Homunculi and other arcane things


To combat some burn-out, I took a class last year from the amazing Leighanna Light.  (Here is her website if you want to see her work.  She is awesome.  http://www.leighannalight.com/)

The class was about something else entirely but we used metal tins and stuff to make a figurative sculpture.  It was neat but frustrating to me as I missed my metal working tools where parts joined together, I wanted to use cold connections and other jewelry techniques.  I wanted to be more intricate and handcrafted with deep complexity and meaning built deep in the sculpture.

Since then I have started creating what I have come to call Homunculi (plural)/Homunculus (singular) - or informally "My little Mens".  I use all my metal cold connection techniques along with other jewelry making skills.  Many of the parts are fabricated from bits of metal I dig out of the recycling bin in the studio.  It often takes me a month of combing through the bits to make a sculpture. Then something will set me off and another thing entirely happens.

I start with an empty Altoid tin, take it apart and burn the paint off.  I add texture, patina, my own paint, stamp words, shapes - what ever moves me at the time.  Then I create a feeling or a impulse, or a suggestion of some sort using fabricated/discarded/collected/loved bits and pieces from a long life.  Almost everything I use has a story of when it was collected and why.  I love repurposing things I have loved and dragged along for the decades into a piece of art that will find a new home and create new stories. 

I just finished this one and am totally in love with it.   The face is a mold taken from a doll I had as a child, cast in paper clay, and glazed with many layers of paint and varnish.  I would tell that doll things I told no one else.  Sometimes even my dreams.

Dream


It's been a rough year, health-wise.   I have had three cancer scares, two have resolved into something else - one is still pending some time passing.  It's so frustrating there isn't a blood test for cancer - why do we have to go home and let time pass and then get another X-ray to see if it's grown?  So that is going on.  Another X-ray later this summer to see if the spot has changed at all, I'll keep you posted.
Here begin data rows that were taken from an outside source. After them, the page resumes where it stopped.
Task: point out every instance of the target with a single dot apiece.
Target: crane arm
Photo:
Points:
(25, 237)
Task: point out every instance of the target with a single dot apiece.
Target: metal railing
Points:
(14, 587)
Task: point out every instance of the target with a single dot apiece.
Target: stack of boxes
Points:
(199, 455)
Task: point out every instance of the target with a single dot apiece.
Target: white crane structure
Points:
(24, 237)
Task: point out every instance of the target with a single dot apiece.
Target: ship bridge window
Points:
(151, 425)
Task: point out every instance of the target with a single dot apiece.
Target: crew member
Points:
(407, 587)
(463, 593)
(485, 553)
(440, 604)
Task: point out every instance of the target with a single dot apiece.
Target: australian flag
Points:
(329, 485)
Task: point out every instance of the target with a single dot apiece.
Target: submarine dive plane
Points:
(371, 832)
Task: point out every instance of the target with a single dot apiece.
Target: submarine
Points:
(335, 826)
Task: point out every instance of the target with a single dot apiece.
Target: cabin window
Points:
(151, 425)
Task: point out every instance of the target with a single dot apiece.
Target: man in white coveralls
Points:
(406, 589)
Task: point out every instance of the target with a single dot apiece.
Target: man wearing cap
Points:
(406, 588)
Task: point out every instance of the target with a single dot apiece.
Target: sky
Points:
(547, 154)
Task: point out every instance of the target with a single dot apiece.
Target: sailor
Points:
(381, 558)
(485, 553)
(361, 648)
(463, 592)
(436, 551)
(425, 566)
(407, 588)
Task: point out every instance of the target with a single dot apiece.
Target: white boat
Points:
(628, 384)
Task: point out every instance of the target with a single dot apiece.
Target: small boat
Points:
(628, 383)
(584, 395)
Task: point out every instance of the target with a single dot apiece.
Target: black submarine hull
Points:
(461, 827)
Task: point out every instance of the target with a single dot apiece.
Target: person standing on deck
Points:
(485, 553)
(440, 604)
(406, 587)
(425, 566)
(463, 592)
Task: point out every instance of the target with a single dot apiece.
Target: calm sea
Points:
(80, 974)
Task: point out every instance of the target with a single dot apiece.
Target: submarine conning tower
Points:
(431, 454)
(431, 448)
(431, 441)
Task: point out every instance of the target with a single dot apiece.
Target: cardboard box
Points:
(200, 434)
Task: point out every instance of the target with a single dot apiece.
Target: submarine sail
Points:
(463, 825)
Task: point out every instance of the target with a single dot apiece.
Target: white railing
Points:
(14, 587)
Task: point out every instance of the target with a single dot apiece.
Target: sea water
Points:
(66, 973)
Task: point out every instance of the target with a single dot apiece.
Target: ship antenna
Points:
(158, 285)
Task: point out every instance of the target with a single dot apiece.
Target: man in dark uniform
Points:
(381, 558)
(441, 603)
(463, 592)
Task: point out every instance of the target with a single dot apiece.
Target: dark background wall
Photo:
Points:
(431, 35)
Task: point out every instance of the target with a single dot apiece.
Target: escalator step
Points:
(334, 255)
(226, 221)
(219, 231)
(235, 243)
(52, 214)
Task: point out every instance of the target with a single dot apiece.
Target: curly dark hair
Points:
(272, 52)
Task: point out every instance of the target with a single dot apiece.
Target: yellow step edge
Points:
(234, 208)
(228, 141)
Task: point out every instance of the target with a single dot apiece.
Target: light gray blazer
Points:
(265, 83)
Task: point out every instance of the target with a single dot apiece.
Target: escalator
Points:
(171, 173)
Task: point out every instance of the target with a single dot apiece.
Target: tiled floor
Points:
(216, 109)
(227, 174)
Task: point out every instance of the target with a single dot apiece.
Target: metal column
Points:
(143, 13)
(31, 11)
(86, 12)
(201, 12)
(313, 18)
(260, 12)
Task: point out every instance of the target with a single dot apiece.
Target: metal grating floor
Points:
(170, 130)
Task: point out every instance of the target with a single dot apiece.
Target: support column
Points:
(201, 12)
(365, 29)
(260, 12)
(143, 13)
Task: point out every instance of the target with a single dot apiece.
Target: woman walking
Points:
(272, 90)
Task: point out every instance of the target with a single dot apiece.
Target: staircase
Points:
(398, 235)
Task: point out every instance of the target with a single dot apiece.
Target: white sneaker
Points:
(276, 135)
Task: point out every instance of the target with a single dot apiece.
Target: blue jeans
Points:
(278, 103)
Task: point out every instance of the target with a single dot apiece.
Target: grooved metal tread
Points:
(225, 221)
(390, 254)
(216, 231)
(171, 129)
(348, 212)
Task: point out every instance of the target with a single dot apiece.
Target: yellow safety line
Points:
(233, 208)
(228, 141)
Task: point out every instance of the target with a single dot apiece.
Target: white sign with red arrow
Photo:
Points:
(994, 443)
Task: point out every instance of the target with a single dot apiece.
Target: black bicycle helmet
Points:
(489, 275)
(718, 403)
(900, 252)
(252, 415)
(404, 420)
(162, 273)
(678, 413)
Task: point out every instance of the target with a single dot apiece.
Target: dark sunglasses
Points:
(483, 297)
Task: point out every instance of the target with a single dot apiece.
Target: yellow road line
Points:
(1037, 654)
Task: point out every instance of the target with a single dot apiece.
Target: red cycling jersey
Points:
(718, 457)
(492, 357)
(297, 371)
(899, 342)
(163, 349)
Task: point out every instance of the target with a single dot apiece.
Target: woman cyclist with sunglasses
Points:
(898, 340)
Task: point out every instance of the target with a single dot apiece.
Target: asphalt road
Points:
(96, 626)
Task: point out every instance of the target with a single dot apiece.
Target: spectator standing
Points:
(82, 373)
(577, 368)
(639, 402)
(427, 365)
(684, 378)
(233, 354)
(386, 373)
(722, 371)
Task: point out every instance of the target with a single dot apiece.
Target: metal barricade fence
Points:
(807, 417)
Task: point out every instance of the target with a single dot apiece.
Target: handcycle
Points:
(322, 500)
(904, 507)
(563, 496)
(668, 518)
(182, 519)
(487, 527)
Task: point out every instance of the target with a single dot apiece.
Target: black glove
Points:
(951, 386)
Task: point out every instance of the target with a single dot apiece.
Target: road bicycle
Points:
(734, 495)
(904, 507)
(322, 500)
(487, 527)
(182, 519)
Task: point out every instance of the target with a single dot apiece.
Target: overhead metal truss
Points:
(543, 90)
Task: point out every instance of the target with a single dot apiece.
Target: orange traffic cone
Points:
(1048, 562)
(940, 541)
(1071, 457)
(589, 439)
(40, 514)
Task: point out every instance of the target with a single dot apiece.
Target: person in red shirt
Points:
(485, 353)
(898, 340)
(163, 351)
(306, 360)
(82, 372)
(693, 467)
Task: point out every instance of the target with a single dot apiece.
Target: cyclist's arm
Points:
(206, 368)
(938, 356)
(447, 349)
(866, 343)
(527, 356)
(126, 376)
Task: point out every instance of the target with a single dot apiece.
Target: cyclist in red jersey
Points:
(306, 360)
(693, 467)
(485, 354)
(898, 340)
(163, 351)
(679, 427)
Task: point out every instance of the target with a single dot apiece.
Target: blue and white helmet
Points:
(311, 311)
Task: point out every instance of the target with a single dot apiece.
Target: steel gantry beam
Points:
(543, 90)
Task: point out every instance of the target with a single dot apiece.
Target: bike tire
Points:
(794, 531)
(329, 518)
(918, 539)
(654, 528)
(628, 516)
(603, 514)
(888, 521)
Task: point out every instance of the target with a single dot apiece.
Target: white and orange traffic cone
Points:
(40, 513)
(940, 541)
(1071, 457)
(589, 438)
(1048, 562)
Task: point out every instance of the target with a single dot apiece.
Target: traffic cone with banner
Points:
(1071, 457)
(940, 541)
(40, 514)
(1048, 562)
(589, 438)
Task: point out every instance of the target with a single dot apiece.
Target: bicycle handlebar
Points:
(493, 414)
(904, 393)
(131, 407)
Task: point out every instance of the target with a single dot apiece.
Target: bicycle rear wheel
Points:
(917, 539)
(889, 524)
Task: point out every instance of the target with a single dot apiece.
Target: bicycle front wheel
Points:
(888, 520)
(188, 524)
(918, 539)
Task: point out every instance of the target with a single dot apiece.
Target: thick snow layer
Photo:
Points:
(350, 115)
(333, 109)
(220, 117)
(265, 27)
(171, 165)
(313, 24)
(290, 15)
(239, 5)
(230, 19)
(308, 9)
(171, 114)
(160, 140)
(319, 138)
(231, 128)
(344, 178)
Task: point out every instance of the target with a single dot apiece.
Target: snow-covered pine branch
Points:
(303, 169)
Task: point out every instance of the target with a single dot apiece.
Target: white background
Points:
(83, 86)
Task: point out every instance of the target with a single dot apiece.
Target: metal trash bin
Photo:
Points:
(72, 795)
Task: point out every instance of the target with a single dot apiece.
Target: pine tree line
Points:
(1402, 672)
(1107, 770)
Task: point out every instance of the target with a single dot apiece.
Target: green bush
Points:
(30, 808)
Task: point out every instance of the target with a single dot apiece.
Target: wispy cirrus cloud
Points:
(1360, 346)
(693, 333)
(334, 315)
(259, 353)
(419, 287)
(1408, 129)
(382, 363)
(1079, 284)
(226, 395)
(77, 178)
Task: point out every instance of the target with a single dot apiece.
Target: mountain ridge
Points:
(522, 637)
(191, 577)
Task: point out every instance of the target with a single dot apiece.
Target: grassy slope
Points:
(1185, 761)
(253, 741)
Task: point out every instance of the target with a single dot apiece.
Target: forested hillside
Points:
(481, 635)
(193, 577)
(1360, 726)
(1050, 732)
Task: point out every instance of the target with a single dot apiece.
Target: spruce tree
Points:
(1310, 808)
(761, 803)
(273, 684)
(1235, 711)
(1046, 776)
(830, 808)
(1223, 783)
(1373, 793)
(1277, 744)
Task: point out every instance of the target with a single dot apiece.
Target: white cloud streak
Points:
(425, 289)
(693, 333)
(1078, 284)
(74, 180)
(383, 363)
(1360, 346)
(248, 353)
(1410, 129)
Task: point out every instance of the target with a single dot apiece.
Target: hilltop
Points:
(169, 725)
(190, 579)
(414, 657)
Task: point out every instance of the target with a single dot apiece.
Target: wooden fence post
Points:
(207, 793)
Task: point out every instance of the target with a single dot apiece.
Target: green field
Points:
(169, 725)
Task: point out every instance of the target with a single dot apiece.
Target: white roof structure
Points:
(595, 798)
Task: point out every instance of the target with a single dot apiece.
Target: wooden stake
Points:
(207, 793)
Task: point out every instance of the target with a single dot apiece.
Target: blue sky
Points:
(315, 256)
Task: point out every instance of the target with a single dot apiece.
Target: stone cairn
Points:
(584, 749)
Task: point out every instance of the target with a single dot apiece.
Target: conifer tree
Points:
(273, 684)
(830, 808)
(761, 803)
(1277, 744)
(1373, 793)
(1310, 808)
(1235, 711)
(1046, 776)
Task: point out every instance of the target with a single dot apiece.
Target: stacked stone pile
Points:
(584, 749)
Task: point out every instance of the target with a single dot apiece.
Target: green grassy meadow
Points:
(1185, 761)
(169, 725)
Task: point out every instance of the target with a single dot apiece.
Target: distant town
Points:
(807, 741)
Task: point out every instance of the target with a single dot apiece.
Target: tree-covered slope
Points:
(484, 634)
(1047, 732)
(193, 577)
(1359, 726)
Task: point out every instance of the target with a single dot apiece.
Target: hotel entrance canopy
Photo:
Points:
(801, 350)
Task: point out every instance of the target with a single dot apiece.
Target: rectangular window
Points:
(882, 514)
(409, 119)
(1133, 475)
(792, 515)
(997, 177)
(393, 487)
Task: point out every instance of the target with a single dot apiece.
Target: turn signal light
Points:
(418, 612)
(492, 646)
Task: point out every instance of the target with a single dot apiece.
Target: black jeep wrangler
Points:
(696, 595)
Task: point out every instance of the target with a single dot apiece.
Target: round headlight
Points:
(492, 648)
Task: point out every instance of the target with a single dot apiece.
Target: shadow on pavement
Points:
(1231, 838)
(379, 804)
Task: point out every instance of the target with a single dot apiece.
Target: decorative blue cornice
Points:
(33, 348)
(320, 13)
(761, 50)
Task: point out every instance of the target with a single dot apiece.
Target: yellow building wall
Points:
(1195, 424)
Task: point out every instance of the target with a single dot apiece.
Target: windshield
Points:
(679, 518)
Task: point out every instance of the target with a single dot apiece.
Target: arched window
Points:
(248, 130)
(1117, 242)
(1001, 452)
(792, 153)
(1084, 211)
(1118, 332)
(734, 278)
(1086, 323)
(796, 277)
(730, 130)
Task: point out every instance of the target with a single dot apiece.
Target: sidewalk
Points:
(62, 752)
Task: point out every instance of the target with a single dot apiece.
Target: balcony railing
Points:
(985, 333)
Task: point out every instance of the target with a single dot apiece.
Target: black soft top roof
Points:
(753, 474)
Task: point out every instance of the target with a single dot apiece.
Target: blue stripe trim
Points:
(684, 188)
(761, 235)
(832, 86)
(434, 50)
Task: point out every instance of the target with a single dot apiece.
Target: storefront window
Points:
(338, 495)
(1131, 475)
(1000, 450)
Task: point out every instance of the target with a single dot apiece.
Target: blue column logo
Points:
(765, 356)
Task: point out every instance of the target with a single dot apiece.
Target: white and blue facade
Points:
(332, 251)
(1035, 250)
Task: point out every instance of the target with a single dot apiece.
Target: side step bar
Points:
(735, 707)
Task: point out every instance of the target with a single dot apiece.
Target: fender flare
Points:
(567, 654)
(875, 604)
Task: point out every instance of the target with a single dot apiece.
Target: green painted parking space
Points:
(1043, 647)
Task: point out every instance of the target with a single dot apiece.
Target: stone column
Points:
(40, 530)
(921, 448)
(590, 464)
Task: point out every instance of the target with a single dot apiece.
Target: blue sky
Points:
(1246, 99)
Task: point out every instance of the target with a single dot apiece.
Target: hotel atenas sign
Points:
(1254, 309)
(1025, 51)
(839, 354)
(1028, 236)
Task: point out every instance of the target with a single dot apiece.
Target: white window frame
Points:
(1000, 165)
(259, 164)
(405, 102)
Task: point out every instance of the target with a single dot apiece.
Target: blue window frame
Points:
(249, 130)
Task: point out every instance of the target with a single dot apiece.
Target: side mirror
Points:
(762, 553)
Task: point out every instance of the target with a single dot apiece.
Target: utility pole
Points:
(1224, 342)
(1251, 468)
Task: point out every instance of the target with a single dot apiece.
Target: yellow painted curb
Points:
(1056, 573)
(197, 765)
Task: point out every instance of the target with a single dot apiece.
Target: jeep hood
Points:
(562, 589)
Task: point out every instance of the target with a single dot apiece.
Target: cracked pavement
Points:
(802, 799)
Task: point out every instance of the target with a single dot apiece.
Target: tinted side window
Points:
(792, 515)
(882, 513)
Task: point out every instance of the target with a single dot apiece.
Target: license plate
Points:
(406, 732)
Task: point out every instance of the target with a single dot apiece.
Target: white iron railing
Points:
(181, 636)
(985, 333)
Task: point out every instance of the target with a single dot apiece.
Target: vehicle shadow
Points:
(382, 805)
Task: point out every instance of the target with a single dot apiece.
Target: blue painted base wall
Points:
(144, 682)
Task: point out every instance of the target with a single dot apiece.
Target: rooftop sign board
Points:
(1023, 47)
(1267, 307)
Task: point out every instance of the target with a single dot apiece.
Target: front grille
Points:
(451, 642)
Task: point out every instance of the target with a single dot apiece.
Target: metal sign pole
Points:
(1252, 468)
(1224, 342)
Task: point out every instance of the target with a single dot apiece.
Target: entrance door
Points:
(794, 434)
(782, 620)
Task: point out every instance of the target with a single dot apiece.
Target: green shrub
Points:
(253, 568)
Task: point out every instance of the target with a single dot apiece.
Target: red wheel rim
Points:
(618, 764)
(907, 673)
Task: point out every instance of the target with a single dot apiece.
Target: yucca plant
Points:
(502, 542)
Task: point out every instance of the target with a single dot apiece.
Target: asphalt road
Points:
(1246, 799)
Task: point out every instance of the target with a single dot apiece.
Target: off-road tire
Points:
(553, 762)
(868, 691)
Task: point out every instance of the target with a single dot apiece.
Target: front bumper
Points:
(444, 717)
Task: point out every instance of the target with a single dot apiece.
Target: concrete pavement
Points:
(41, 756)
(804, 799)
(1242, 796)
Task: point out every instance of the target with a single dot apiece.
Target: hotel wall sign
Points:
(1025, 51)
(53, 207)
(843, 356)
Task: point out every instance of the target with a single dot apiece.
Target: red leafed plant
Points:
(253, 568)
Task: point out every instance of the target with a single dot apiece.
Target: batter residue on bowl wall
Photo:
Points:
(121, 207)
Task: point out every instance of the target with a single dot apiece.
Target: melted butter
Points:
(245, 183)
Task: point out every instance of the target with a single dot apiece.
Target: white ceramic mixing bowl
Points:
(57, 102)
And I had a heart-attack, well, I thought I might be having a heart attack.  The symptoms women have are very different than men* so I decided to go into the ER when I started to faint when I was just sitting.  It was a well-oiled chute once there - all sorts of things just happen.  One of the things was getting hooked up with leads and my heartbeat checked.  Another thing was getting some serious X-rays.

The doctor came in to tell me I have the heart of a 30 year old (who I imagine will want it back some day) and sent me home.  The next day, I got a call about a spot on my lung.  So that is where this Homunculus started.

The left arm is created of the actual leads attached to my body sewn together with wire.  The face is hand-sculpted in paperclay and painted and patinaed.  I've actually shown you the story I create inside each sculpture, inside the tin - I put something special to share.  To tell more of the story.  To remind us to keep the focus on being alive for as long as we can.  Each of the parts, as with all the Little Mens means something, has a deeper story to tell.

Sufficient unto the Day
Still alive so live


This is PLU - the cash register key on the chest.  Various bits of this Homunculus were from the old electronic cash register my husband and I used to haul around to all the zillions of art in the park type shows we used to do.  It did good, helping us with taxes and making change.  But it eventually died.  I tore it apart and kept the cool bits.  This is one of my favorites with all the electronic parts and then the chip brush that kept ending up as the leg.  The switch is attached to the bit that held the bills in the tray.  You can also see "the rest of the story" inside the tin below.



Please look up

Created from a long thin tin which doesn't have more story inside, btw.   Raven has a hand sculpted face created from paper clay and heavily patinaed.  The bell is something I bought in the early 1970's when I was making macrame wall hangings.  It finally found a home along with a bit of turquoise nugget and the back of an old pocket watch.

Raven

Arcane drawings on the raven face.

It's almost dyeing season again!  I am really excited!  I pulled out my indigo pot and refreshed it and dyed some silk.  Ahhh. Better now!


http://www.heart.org/HEARTORG/Conditions/HeartAttack/WarningSignsofaHeartAttack/Heart-Attack-Symptoms-in-Women_UCM_436448_Article.jsp


Comments

Very cool stuff. Art is usually meaningful, even when the artist tries to obscure the meaning. I like that your pieces have a story (and a history) that you share, but are evocative enough to feed my own reactions.